Não obstante o comportamento contundente dos que desfazem de  imbatível  criatura nanica,  sua garra  permite que continue de pé, ínfimo caminhante do  sol e da chuva   nos seus modestos passos de quatorze versos,  buscando em sua peripécia métrica e feiticeira do imaginário atingir o ponto máximo do encanto na alma do receptor.   Segue  indiferente às acusações e atropelos da legião de fanáticos,  que não o aceitam, sob qualquer hipótese. Teima em habitar com seus lampejos líricos a floresta dos poemas maiores,  de  poetas célebres  com suas criações em versos longos,  eloqüente  quantidade de  estrofes.
É dado a formar uma sequência  quando  vários poemas são ligados entre si por uma concepção e execução magistrais do tema,  como se deu com os cento e cinqüenta e quatro sonetos de Shakespeare. Outra de suas proezas quando escrito em sequência é formar a coroa de sonetos,  uma forma poética composta por 15 sonetos, que têm ligação entre si por um tema. Os  primeiros e últimos versos são versos de um outro (décimo quinto) soneto, denominado soneto-base, ou soneto-síntese.
O soneto em mãos seguras de mestres arrebata delírios, alimenta paixões, cultiva ilusões, carrega fardos, cai em desterros, colhe perdas,  ergue perjuros, dissemina encantos, enfeitiça nos vazios. Incrível, abre-se à participação de um acontecimento  raro, rico, exuberante. Transmuda-se em uma festa de  imagens opulentas, faz-se comunhão do saber aliado à beleza, espalha na vida as  suas sementes nas zonas encantatórias da beleza com síntese.
É visível que o seu procedimento fulgurante faz pensar no homem como resultado de outro ser, pleno de brilho na dimensão forjada de transcendência com  base em apetites e  desejos. Dotado dessa voz estranha,  em cuja inspiração tira o homem de si mesmo para ser tudo o que é, percebemos que o desejo posto na festa  lustrada com ritmos de versos esplêndidos é de algo que se confunde com cada um de nós. Visto como evocação, recriação de uma experiência, eis  que ressurge de uma senda que está dentro do lado noturno de  nós mesmos.

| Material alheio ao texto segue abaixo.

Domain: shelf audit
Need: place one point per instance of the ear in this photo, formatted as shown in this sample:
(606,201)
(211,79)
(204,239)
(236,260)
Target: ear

Convém lembrar que essa imagem do mundo transmitida em poema com o formato breve, rígido, pode  causar ao poeta  a indiferença aos seus sonhos constrangidos, abafados no clamor de seus gemidos.
Sonoridade que serve como vínculo do verso para salientar a significação da vida, unidade rítmica que sustenta a ideia fluindo  no texto como música,  ardência que soa na rima com vibrações da palavra tradutora de inventiva rumorosa,  da qual emana com luzeiros e fulgores, procedidos como hábitos e atitudes, o  poeta eficaz aceita no soneto o desafio de exibir-se com indumentária repetitiva de inclinações breves. 
 No resultado final da imagem, o soneto, esse feitiço que perdura além do tempo, presta-se  à natureza diversa dos humanos, ao fogo do amor, que cresce como luz na treva.